Poly(ethylene terephthalate) (PET) is used extensively worldwide in plastic products, and its accumulation in the environment has become a global concern. Because the ability to enzymatically degrade PET has been thought to be limited to a few fungal species, biodegradation is not yet a viable remediation or recycling strategy. By screening natural microbial communities exposed to PET in the environment, we isolated a novel bacterium, Ideonella sakaiensis, that is able to use PET as its major energy and carbon source. When grown on PET, this strain produces two enzymes capable of hydrolyzing PET and the reaction intermediate, mono(2-hydroxyethyl) terephthalic acid. Both enzymes are required to enzymatically convert PET efficiently into its two environmentally benign monomers, terephthalic acid and ethylene glycol.


Plastics with desirable properties such as durability, plasticity, and/or transparency have been industrially produced over the past century and widely incorporated into consumer products (1). Many of these products are remarkably persistent in the environment because of the absence or low activity of catabolic enzymes that can break down their plastic constituents. In particular, polyesters containing a high ratio of aromatic components, such as poly(ethylene terephthalate) (PET), are chemically inert, resulting in resistance to microbial degradation (23). About 56 million tons of PET was produced worldwide in 2013 alone, prompting further industrial production of its monomers, terephthalic acid (TPA) and ethylene glycol (EG), both of which are derived from raw petroleum. Large quantities of PET have been introduced into the environment through its production and disposal, resulting in the accumulation of PET in ecosystems across the globe (4).

There are very few reports on the biological degradation of PET or its utilization to support microbial growth. Rare examples include members of the filamentous fungi Fusarium oxysporum and F. solani, which have been shown to grow on a mineral medium containing PET yarns [although no growth levels were specified (56)]. Once identified, microorganisms with the enzymatic machinery needed to degrade PET could serve as an environmental remediation strategy as well as a degradation and/or fermentation platform for biological recycling of PET waste products.
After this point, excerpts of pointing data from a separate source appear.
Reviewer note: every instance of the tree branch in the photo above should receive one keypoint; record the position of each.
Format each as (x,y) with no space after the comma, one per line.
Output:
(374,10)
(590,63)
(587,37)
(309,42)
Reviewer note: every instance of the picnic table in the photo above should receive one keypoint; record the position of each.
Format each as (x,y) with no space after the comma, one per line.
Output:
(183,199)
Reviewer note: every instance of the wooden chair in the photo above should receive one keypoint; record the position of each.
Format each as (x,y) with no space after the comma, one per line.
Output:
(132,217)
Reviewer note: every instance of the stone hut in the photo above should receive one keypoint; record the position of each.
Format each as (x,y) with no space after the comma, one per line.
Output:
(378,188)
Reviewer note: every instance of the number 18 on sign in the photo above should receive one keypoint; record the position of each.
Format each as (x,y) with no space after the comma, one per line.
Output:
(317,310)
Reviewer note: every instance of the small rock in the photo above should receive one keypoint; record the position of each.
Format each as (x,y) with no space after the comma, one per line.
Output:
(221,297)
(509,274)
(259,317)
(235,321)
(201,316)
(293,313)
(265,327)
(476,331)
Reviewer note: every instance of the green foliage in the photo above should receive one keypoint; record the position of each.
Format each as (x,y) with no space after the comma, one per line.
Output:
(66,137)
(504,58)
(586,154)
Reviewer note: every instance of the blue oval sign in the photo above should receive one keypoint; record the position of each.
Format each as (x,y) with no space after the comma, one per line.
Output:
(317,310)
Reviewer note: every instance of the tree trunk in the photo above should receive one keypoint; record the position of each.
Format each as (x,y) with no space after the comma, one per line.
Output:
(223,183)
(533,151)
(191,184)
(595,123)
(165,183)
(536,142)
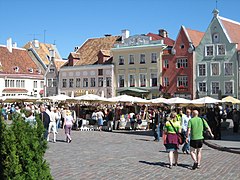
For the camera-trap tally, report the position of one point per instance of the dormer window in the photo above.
(215, 38)
(30, 70)
(16, 69)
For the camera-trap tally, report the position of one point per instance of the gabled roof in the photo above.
(43, 51)
(232, 29)
(166, 40)
(194, 35)
(59, 63)
(18, 58)
(90, 49)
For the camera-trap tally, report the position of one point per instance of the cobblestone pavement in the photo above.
(131, 155)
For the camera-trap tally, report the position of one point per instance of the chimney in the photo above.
(125, 34)
(163, 33)
(36, 43)
(9, 44)
(15, 44)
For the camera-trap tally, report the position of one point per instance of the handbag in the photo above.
(180, 136)
(206, 133)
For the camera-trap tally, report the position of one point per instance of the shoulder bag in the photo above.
(180, 136)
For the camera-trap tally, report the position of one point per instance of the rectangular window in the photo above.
(209, 50)
(85, 82)
(18, 83)
(23, 83)
(221, 49)
(202, 69)
(154, 80)
(165, 81)
(121, 80)
(41, 84)
(142, 58)
(154, 57)
(202, 87)
(34, 84)
(132, 80)
(64, 85)
(108, 81)
(182, 63)
(182, 81)
(71, 83)
(121, 60)
(93, 82)
(228, 88)
(131, 59)
(215, 87)
(100, 82)
(166, 63)
(142, 80)
(100, 72)
(228, 69)
(49, 83)
(54, 82)
(215, 69)
(78, 82)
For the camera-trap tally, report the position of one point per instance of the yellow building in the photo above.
(138, 66)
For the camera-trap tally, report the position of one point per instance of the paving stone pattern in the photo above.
(131, 155)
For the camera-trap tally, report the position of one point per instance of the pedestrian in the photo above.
(100, 116)
(52, 124)
(195, 132)
(45, 119)
(171, 128)
(67, 125)
(185, 119)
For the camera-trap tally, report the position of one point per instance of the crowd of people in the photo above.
(165, 122)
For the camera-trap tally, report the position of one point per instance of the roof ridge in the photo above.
(230, 20)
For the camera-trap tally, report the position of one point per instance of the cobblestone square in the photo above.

We collected 250 PET debris–contaminated environmental samples including sediment, soil, wastewater, and activated sludge from a PET bottle recycling site (7). Using these samples, we screened for microorganisms that could use low-crystallinity (1.9%) PET film as the major carbon source for growth. One sediment sample contained a distinct microbial consortium that formed on the PET film upon culturing (Fig. 1A) and induced morphological change in the PET film (Fig. 1B). Microscopy revealed that the consortium on the film, termed “no. 46,” contained a mixture of bacteria, yeast-like cells, and protozoa, whereas the culture fluid was almost transparent (Fig. 1A). This consortium degraded the PET film surface (fig. S1) at a rate of 0.13 mg cm–2 day–1 at 30°C (Fig. 1C), and 75% of the degraded PET film carbon was catabolized into CO2 at 28°C (fig. S2).

Figure 1

Fig. 1. Microbial growth on PET. The degradation of PET film (60 mg, 20 × 15 × 0.2 mm) by microbial consortium no. 46 at 30°C is shown in (A) to (C). The MLE (modified lettuce and egg) medium (10 mL) was changed biweekly. (A) Growth of no. 46 on PET film after 20 days. (B) SEM image of degraded PET film after 70 days. The inset shows intact PET film. Scale bar, 0.5 mm. (C) Time course of PET film degradation by no. 46. PET film degradation by I. sakaiensis 201-F6 at 30°C is shown in (D) to (H). The YSV (yeast extract–sodium carbonate–vitamins) medium was changed weekly. (D to F) SEM images of I. sakaiensis cells grown on PET film for 60 hours. Scale bars, 1 μm. Arrow heads in the left panel of (D) indicate contact points of cell appendages and the PET film surface. Magnifications are shown in the right panel. Arrows in (F) indicate appendages between the cell and the PET film surface. (G) SEM image of a degraded PET film surface after washing out adherent cells. The inset shows intact PET film. Scale bar, 1 μm. (H) Time course of PET film degradation by I. sakaiensis.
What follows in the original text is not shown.